Rapport budgétaire : derrière un ton diplomatique, un taux d’exécution des investissements de 0,3 %

Le rapport introductif des auditions ministérielles préparatoires au Débat d’Orientation budgétaire, présenté le 27 juin à l’Assemblée nationale, documente un chiffre qui devrait dominer les échanges : 0,3 %. C’est la part des crédits d’investissement que l’État sénégalais a réellement dépensée, de sa propre initiative, durant les trois premiers mois de l’exercice 2026. Sur 1 000 francs CFA votés par les députés pour construire des écoles, équiper des hôpitaux ou réhabiliter des routes, l’administration en a dépensé trois.

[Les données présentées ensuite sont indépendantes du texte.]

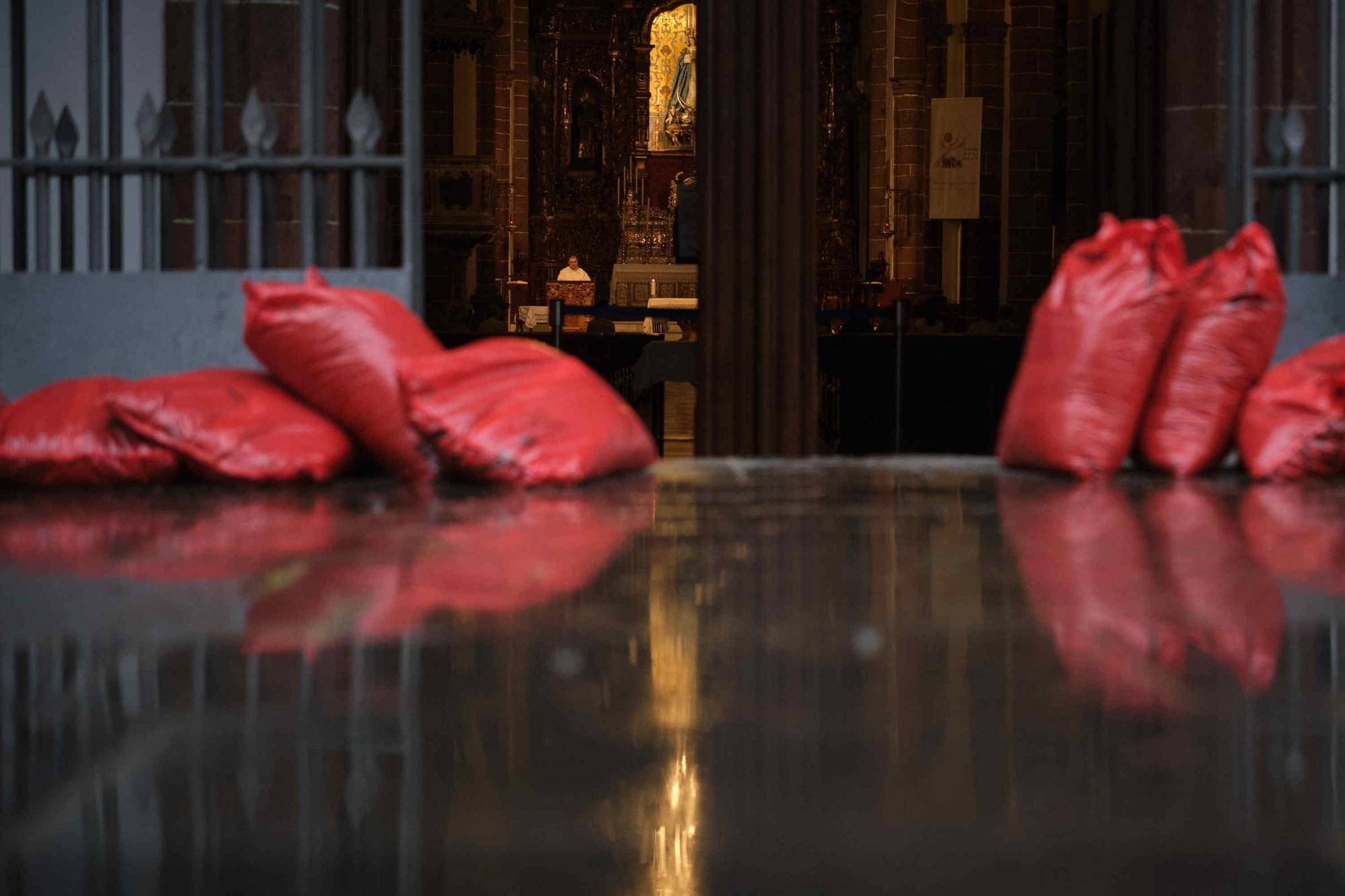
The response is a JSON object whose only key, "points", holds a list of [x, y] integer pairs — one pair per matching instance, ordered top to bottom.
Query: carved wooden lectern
{"points": [[574, 294]]}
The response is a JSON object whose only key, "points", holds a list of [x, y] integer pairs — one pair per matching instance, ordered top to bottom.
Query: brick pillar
{"points": [[985, 34], [911, 91], [510, 120], [880, 135], [1031, 147], [1079, 221], [493, 248]]}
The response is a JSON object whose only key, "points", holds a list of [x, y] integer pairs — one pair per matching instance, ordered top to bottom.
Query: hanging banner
{"points": [[956, 158]]}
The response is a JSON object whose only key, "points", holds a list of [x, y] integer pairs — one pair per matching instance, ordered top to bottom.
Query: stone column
{"points": [[758, 143], [1031, 147], [512, 158]]}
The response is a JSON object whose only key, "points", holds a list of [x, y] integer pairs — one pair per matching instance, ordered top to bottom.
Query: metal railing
{"points": [[1284, 140], [45, 150]]}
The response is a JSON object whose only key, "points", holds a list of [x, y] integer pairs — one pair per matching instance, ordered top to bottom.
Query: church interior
{"points": [[673, 447]]}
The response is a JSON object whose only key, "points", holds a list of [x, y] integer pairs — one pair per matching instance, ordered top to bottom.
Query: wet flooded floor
{"points": [[919, 676]]}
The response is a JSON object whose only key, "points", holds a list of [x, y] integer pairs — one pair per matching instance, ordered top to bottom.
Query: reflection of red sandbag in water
{"points": [[1225, 339], [1096, 342], [338, 350], [518, 412], [235, 424], [1293, 424], [64, 435], [77, 533], [1299, 533], [166, 537], [233, 538], [508, 553], [1085, 564], [1231, 604]]}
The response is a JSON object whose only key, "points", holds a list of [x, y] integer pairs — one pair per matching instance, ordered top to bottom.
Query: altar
{"points": [[631, 283]]}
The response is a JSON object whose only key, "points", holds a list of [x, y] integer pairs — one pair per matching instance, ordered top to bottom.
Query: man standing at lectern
{"points": [[572, 272]]}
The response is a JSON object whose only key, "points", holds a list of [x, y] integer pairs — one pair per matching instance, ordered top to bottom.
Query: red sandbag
{"points": [[1097, 338], [1225, 341], [338, 350], [514, 411], [235, 424], [1293, 424], [64, 435], [1299, 533]]}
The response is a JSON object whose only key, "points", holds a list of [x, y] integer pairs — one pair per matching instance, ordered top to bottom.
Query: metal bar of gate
{"points": [[93, 81], [307, 114], [1338, 119], [319, 126], [201, 128], [20, 130], [1324, 130], [1235, 163], [221, 165], [115, 200], [216, 231], [414, 245]]}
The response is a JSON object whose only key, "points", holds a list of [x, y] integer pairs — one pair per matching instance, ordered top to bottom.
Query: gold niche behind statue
{"points": [[648, 231]]}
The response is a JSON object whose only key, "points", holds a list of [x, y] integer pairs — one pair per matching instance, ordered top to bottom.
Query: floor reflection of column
{"points": [[957, 610], [675, 628], [56, 702], [9, 721], [1336, 732], [197, 784], [309, 794], [410, 833]]}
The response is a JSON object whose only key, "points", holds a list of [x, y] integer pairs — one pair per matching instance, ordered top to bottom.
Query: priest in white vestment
{"points": [[572, 272]]}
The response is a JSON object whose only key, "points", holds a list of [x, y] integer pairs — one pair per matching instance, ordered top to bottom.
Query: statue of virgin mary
{"points": [[680, 120]]}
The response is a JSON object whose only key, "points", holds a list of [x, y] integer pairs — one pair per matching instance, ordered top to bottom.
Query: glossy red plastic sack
{"points": [[1233, 313], [1094, 348], [338, 350], [517, 412], [235, 424], [1293, 424], [64, 435]]}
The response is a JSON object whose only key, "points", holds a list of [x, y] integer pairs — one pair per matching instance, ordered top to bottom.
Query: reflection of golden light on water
{"points": [[673, 647], [673, 658], [675, 836]]}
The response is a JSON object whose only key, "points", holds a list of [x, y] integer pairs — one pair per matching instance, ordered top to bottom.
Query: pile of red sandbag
{"points": [[1136, 354], [349, 369]]}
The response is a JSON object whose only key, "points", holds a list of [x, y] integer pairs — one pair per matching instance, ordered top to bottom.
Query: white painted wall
{"points": [[56, 46]]}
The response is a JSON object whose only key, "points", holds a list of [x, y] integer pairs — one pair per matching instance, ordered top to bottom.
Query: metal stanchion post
{"points": [[558, 321], [899, 337]]}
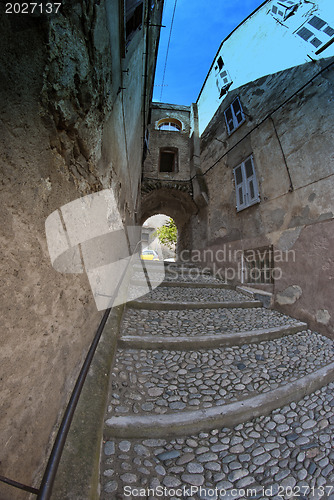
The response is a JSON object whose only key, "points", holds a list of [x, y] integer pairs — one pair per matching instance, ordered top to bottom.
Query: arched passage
{"points": [[176, 204]]}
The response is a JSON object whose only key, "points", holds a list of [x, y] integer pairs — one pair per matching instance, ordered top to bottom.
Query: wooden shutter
{"points": [[237, 111], [229, 119], [240, 187], [246, 187]]}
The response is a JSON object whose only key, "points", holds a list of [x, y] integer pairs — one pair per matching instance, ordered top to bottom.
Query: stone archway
{"points": [[176, 204]]}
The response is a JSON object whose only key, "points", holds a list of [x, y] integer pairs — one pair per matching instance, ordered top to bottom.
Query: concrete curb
{"points": [[184, 284], [164, 306], [209, 341], [229, 415]]}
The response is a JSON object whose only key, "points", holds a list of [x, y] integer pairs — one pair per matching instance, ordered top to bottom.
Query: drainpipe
{"points": [[291, 188]]}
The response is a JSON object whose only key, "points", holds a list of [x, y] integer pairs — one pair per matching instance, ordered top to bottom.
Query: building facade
{"points": [[261, 160]]}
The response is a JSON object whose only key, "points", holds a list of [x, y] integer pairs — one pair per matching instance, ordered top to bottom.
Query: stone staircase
{"points": [[214, 396]]}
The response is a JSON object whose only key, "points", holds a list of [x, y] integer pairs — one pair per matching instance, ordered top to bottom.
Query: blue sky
{"points": [[199, 27]]}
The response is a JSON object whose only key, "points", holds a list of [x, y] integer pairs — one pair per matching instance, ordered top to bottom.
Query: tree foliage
{"points": [[167, 234]]}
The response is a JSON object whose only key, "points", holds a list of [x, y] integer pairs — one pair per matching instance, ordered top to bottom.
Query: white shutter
{"points": [[238, 111], [229, 119], [246, 187], [240, 188], [252, 190]]}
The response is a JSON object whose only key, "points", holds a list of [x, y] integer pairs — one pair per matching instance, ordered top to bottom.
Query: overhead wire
{"points": [[168, 44]]}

Pourtant, le ton du rapport reste étonnamment feutré. Le document, consulté par leral, multiplie les formules diplomatiques : « cette situation appelle une vigilance particulière », « appelle une attention particulièrement », « appelle une lecture plus exigeante ». Ce langage contraste avec la gravité des faits énoncés, décrivant une incapacité quasi généralisée de l’État à transformer ses budgets en réalisations concrètes.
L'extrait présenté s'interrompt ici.